A doxiciclina é um antibiótico de amplo espectro frequentemente prescrito a adolescentes para acne vulgar e, de acordo com alguns estudos recentes, pode ter efeitos neuroprotetores, já que consegue atravessar a barreira hematoencefálica.

Em 2024, um estudo dinamarquês observou que este antibiótico com penetração no cérebro esteve ligado a uma taxa de incidência significativamente menor de concessão de pensão por incapacidade entre pessoas com esquizofrenia - um indicador de como a condição pode impactar as suas vidas.

Para aprofundar o tema, o psiquiatra da infância e adolescência Ian Kelleher, da Universidade de Edimburgo, liderou uma equipa internacional numa análise de dados de mais de 56.000 pessoas nascidas na Finlândia entre 1987 e 1997, que tinham procurado serviços de saúde mental na adolescência e que também haviam recebido prescrição de antibióticos na juventude.

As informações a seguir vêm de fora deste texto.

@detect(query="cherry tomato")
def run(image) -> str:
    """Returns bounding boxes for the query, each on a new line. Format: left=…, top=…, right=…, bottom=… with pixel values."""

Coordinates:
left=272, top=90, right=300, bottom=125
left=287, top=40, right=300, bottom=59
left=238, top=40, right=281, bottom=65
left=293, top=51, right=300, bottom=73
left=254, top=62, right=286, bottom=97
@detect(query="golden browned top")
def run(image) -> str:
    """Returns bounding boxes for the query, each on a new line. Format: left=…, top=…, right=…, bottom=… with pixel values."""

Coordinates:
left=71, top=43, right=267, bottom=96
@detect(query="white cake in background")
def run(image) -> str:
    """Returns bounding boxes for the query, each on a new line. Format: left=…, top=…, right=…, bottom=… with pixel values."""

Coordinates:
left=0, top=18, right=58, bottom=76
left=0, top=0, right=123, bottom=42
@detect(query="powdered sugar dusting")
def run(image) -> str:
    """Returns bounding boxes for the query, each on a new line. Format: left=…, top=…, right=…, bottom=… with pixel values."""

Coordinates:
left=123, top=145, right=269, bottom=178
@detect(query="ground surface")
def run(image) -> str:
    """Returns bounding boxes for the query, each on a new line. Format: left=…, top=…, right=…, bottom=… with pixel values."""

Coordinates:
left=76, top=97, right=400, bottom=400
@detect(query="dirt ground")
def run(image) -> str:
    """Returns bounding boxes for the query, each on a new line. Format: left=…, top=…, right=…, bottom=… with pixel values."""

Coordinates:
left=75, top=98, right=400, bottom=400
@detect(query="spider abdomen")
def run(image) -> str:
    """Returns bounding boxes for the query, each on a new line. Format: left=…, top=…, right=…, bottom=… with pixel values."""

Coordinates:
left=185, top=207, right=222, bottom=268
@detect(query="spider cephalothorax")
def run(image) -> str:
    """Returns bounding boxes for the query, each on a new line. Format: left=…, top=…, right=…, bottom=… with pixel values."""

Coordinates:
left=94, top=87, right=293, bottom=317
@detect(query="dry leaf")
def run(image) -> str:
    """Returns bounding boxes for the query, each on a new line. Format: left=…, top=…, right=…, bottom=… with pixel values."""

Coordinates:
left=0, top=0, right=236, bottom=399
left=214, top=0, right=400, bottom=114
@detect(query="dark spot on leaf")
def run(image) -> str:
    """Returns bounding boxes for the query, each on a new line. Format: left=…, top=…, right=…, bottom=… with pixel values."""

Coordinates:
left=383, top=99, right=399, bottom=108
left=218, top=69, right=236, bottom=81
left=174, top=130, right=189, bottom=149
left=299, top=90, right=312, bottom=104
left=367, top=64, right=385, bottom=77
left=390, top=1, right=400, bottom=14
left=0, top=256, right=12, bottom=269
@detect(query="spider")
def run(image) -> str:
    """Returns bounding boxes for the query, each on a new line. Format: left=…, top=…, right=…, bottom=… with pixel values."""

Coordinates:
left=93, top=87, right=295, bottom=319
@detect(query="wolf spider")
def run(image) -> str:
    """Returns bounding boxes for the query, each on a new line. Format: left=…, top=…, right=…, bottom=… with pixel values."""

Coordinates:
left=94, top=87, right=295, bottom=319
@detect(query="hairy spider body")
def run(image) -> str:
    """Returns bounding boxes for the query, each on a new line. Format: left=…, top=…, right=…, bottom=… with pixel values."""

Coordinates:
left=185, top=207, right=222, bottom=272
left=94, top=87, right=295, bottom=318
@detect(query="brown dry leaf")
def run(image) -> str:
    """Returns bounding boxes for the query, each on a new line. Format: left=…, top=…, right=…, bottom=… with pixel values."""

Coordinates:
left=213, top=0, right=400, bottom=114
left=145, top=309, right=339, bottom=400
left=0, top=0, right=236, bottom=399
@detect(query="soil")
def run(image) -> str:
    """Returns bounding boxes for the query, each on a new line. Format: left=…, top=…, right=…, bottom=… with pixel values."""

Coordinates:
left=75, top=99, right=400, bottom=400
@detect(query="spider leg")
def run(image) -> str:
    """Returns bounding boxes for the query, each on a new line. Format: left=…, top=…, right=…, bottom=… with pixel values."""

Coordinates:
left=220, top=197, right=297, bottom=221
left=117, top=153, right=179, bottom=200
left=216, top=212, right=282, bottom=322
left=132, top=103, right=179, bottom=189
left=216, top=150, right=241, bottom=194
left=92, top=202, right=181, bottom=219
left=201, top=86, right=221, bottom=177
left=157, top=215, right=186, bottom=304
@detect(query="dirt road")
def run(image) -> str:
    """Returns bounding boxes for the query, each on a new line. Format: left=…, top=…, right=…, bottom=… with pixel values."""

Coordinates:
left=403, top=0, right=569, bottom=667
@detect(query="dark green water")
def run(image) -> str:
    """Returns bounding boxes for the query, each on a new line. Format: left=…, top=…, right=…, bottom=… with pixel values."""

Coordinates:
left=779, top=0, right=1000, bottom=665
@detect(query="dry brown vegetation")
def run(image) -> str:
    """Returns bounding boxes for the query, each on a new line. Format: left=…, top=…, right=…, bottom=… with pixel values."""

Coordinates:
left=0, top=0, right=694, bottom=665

No grupo tratado com doxiciclina, o risco de desenvolver esquizofrenia na década seguinte foi 30 a 35 por cento menor do que o observado em pares que receberam outros antibióticos: a probabilidade caiu de 2,1% entre quem tomou outros antibióticos para 1,4% entre quem tomou doxiciclina.

Uma possibilidade é que a doxiciclina ajude a eliminar do corpo - e do cérebro - uma ameaça infecciosa que poderia ter algum papel no desenvolvimento da esquizofrenia. Outra hipótese é que o antibiótico atue de forma direta sobre a inflamação no cérebro e sobre a organização das suas ligações.

Estudos com outros antibióticos dão pistas. Uma pesquisa de 2019, que usou células-tronco derivadas de pessoas com esquizofrenia e de voluntários saudáveis, identificou que a minociclina reduz a poda excessiva de conexões sinápticas que tem sido implicada na esquizofrenia.

Como minociclina e doxiciclina são ambos antibióticos do grupo das tetraciclinas, pode haver semelhanças no modo como atuam.

A adolescência como janela de intervenção

Com base em dados de saúde da Finlândia, Kelleher e os seus colegas constataram que quase metade de todos os transtornos psicóticos diagnosticados na população ocorreu em indivíduos que tinham frequentado serviços psiquiátricos na adolescência.

Para a equipa, este pode ser um momento oportuno para intervir, usando medicamentos como a doxiciclina para diminuir as chances de a condição evoluir.

"Até metade das pessoas que desenvolvem esquizofrenia já tinha passado por serviços de saúde mental na infância e adolescência por outros problemas de saúde mental", afirma Kelleher.

"No momento, porém, não temos intervenções comprovadas que reduzam o risco de estas pessoas virem a desenvolver esquizofrenia. Isso torna estas descobertas empolgantes."

O estudo foi publicado no Jornal Americano de Psiquiatria.